Representatives of four parties in Lithuania, holding negotiations on a future ruling coalition, said on Thursday they have completed their work, acknowledging, however, their failure to agree on the child benefit.
© DELFI / Andrius Ufartas

They suggest signing a national agreement on social policy funding, though.

"Our negotiators have finished work. Probably, the key point is that we agreed on a long-term increase of social policy funding for the next five years," Tomas Tomilinas, representing the Lithuanian Farmers and Greens Union, said. "We will ask the president in the fall and also invite all political parties to join a national agreement on the implementation of the European Commission's recommendations."

Earlier this month, the European Commission called on Lithuania to expand its tax base and increase spending on social security to reduce poverty and social inequality.
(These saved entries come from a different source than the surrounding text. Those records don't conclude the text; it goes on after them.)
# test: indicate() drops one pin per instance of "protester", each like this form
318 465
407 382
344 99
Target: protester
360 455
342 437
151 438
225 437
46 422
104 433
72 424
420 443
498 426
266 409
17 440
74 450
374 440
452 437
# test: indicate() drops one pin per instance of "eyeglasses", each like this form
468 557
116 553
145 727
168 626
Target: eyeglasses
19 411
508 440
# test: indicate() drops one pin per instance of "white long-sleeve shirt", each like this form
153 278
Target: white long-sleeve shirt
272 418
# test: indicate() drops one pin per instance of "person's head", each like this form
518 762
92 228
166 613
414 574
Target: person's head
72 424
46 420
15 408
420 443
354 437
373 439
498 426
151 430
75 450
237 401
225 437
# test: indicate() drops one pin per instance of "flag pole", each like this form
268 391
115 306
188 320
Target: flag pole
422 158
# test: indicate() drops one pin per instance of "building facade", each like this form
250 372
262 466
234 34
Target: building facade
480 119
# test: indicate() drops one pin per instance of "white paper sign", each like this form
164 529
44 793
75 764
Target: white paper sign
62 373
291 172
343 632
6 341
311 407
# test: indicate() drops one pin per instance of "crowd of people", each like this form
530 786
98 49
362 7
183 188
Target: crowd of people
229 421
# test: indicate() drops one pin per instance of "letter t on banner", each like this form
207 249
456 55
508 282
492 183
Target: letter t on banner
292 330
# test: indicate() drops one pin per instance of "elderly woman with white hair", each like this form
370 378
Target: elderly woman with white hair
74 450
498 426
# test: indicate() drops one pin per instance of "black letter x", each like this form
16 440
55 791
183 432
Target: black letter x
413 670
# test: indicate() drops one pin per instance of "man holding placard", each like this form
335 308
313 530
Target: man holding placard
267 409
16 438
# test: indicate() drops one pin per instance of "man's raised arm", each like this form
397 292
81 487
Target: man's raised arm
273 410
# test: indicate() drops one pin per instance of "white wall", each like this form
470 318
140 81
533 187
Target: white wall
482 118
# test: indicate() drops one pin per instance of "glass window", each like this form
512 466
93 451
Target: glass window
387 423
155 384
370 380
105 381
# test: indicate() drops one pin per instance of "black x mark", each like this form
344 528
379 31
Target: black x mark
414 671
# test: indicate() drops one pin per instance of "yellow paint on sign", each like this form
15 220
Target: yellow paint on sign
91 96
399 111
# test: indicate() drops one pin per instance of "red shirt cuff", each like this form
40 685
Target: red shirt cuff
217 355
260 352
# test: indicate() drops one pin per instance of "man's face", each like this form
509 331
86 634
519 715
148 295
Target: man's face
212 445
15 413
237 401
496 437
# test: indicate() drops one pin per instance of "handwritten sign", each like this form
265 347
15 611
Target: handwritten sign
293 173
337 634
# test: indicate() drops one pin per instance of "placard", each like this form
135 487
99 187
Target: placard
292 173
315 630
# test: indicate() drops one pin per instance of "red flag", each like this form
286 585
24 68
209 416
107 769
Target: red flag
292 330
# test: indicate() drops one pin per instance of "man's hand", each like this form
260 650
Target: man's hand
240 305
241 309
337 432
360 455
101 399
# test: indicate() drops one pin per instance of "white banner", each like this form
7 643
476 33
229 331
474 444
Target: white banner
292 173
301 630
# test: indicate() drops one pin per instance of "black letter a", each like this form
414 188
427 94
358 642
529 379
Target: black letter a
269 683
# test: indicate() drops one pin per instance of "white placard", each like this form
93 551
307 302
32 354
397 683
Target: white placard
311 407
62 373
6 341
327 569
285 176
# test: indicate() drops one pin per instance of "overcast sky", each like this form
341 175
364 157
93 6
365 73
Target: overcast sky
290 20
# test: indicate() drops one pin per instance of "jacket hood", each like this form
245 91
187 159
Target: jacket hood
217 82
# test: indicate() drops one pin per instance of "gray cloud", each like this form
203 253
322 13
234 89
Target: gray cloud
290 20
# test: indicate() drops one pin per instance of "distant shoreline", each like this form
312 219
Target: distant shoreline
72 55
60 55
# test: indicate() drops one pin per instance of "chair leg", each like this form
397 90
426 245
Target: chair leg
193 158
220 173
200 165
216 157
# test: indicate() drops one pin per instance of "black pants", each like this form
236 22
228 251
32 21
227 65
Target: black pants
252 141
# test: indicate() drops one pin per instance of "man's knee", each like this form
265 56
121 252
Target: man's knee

Brussels says Lithuania fails to fairly share the results of fast economic growth as social inequality in the country is among the highest in the EU, and older people and disabled people, single-parent families and unemployed people are at greater risk of poverty.

According to Tomilinas, the agreement has been reached on a draft coalition agreement on Thursday, as well as on a package of 30 tasks. The agreement is expected to be signed next week. And the child benefit was the key issue the parties failed to agree.

"There are two alternatives and we are handing over the final arrangement to the parties' governance institutions and leaders' meetings," Tomilinas said.

The Electoral Action of Poles in Lithuania – Christian Families Alliance had demanded to raise the child benefit. The party proposed raising it to 100 euros per month per child, from 50 euros now, as of next year and increasing it further to 120 euros in 2021.

Since the negotiators discussed on Wednesday that the child benefit should go up to 70 percent next year (100 euros for large families and those raising disabled children), the EAPL-CFA representatives said on Thursday they had no mandate to decide on such rates.

Families are now paid 50 euros per month per child and large families and parents raising disabled children get 70 euros.

Meanwhile, Gediminas Kirkilas, leader of the Social Democratic Labor Party of Lithuania, said the parties agreed to introduce a residential income tax rate of 32 percent. Therefore, three income tax rates of 20, 27 and 32 percent would be in place as of next year.

According to Kirkilas, the 32 percent rate would apply to people earning 120 average monthly salaries or more per year.

Tomilinas said the proposal will be put before parliament together with the next year's budget bill.

The ruling Lithuanian Farmers and Greens Union started talks on a new coalition following the presidential election. The negotiations involve the LFGU, the SDLP, the Order, and Justice party and the EAPL-CFA.